Wer nicht wirbt, stirbt ...
oder ähnlich heißt es in der Werbewirtschaft. Zwar sind die Werbebotschaften in Europa teilweise noch etwas dezenter als in Japan oder den USA, aber auch hierzulande werden die Schilder größer, bunter, leuchtender und einfallsreicher.

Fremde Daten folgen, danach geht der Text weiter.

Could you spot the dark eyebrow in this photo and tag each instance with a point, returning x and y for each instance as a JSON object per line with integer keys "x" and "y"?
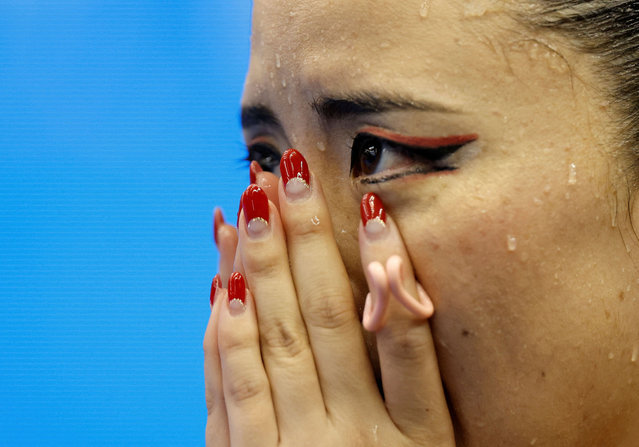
{"x": 346, "y": 106}
{"x": 335, "y": 108}
{"x": 258, "y": 115}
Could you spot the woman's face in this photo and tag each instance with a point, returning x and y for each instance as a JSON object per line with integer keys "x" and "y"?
{"x": 521, "y": 236}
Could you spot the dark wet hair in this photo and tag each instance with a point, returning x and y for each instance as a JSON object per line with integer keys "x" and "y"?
{"x": 609, "y": 30}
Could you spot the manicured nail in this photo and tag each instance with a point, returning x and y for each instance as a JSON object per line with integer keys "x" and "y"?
{"x": 237, "y": 293}
{"x": 373, "y": 215}
{"x": 215, "y": 284}
{"x": 253, "y": 171}
{"x": 255, "y": 206}
{"x": 295, "y": 174}
{"x": 218, "y": 221}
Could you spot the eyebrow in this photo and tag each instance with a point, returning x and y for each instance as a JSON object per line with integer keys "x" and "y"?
{"x": 333, "y": 108}
{"x": 336, "y": 108}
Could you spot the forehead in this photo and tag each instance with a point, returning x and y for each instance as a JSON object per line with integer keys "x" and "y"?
{"x": 346, "y": 44}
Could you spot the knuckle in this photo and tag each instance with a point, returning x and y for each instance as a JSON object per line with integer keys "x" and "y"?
{"x": 329, "y": 310}
{"x": 212, "y": 400}
{"x": 246, "y": 387}
{"x": 283, "y": 340}
{"x": 263, "y": 263}
{"x": 407, "y": 344}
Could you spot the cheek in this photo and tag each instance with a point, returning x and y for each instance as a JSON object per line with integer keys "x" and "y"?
{"x": 509, "y": 277}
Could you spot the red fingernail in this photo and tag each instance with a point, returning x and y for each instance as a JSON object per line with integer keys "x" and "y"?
{"x": 218, "y": 221}
{"x": 295, "y": 173}
{"x": 239, "y": 210}
{"x": 255, "y": 206}
{"x": 373, "y": 213}
{"x": 237, "y": 288}
{"x": 253, "y": 171}
{"x": 215, "y": 284}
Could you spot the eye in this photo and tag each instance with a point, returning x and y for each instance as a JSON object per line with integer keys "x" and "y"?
{"x": 372, "y": 155}
{"x": 399, "y": 155}
{"x": 266, "y": 155}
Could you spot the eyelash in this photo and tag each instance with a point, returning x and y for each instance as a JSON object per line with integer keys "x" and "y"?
{"x": 422, "y": 160}
{"x": 265, "y": 155}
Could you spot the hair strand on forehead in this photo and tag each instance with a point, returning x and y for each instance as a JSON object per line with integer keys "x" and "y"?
{"x": 609, "y": 30}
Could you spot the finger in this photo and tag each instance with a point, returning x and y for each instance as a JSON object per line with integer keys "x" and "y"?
{"x": 217, "y": 432}
{"x": 286, "y": 353}
{"x": 226, "y": 241}
{"x": 265, "y": 180}
{"x": 408, "y": 362}
{"x": 323, "y": 289}
{"x": 247, "y": 393}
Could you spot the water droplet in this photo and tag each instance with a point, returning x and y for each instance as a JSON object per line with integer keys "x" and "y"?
{"x": 512, "y": 243}
{"x": 475, "y": 8}
{"x": 572, "y": 175}
{"x": 424, "y": 9}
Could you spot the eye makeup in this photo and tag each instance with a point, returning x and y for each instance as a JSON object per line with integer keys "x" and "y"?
{"x": 421, "y": 142}
{"x": 379, "y": 155}
{"x": 262, "y": 151}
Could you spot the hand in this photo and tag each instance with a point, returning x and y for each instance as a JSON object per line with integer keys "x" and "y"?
{"x": 285, "y": 360}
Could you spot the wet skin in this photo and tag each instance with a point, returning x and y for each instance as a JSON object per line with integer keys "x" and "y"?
{"x": 525, "y": 246}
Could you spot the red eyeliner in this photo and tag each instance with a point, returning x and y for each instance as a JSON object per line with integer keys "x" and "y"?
{"x": 424, "y": 142}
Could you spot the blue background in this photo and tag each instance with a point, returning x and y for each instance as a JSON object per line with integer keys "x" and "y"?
{"x": 118, "y": 135}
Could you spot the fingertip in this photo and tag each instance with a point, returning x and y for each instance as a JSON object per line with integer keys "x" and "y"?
{"x": 218, "y": 221}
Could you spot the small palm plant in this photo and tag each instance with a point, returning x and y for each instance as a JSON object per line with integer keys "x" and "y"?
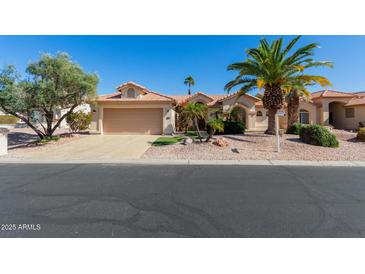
{"x": 189, "y": 81}
{"x": 195, "y": 112}
{"x": 214, "y": 125}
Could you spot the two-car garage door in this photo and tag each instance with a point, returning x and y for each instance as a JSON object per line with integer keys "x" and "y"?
{"x": 132, "y": 121}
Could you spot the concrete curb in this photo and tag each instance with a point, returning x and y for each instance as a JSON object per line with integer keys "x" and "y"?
{"x": 191, "y": 162}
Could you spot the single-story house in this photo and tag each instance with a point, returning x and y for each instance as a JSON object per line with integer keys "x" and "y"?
{"x": 134, "y": 109}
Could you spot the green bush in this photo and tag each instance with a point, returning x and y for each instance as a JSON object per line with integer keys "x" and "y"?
{"x": 295, "y": 128}
{"x": 361, "y": 134}
{"x": 8, "y": 119}
{"x": 318, "y": 135}
{"x": 79, "y": 121}
{"x": 231, "y": 127}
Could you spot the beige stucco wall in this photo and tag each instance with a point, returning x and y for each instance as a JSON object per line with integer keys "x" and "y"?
{"x": 339, "y": 116}
{"x": 168, "y": 126}
{"x": 200, "y": 98}
{"x": 312, "y": 110}
{"x": 261, "y": 121}
{"x": 323, "y": 103}
{"x": 247, "y": 104}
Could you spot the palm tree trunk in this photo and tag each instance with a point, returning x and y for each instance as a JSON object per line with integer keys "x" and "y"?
{"x": 293, "y": 107}
{"x": 272, "y": 101}
{"x": 211, "y": 133}
{"x": 271, "y": 123}
{"x": 197, "y": 129}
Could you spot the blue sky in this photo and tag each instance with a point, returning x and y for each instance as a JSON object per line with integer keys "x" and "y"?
{"x": 162, "y": 62}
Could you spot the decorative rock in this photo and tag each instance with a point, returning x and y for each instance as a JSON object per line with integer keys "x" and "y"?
{"x": 221, "y": 142}
{"x": 188, "y": 140}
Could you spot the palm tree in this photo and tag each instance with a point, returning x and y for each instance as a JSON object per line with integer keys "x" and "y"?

Manche Schilder, wie das nebenstehende OBI-Schild sind riesig und damit von weitem zu sehen. Ähnliches sehen wir auf deutschen Autobahnen: überdimensionierte Tankstellen- oder Fastfood- Werbeschilder sollen uns von der Autobahn locken.
Leuchtreklame
Leuchtreklame ist das, was viele Großstädte bei Nacht nahezu taghell ausleuchtet. Das kann man z.B. auch in Las Vegas beobachten, was diese Stadt zu einer sehr guten Einnahmequelle für Energiekonzerne werden lässt.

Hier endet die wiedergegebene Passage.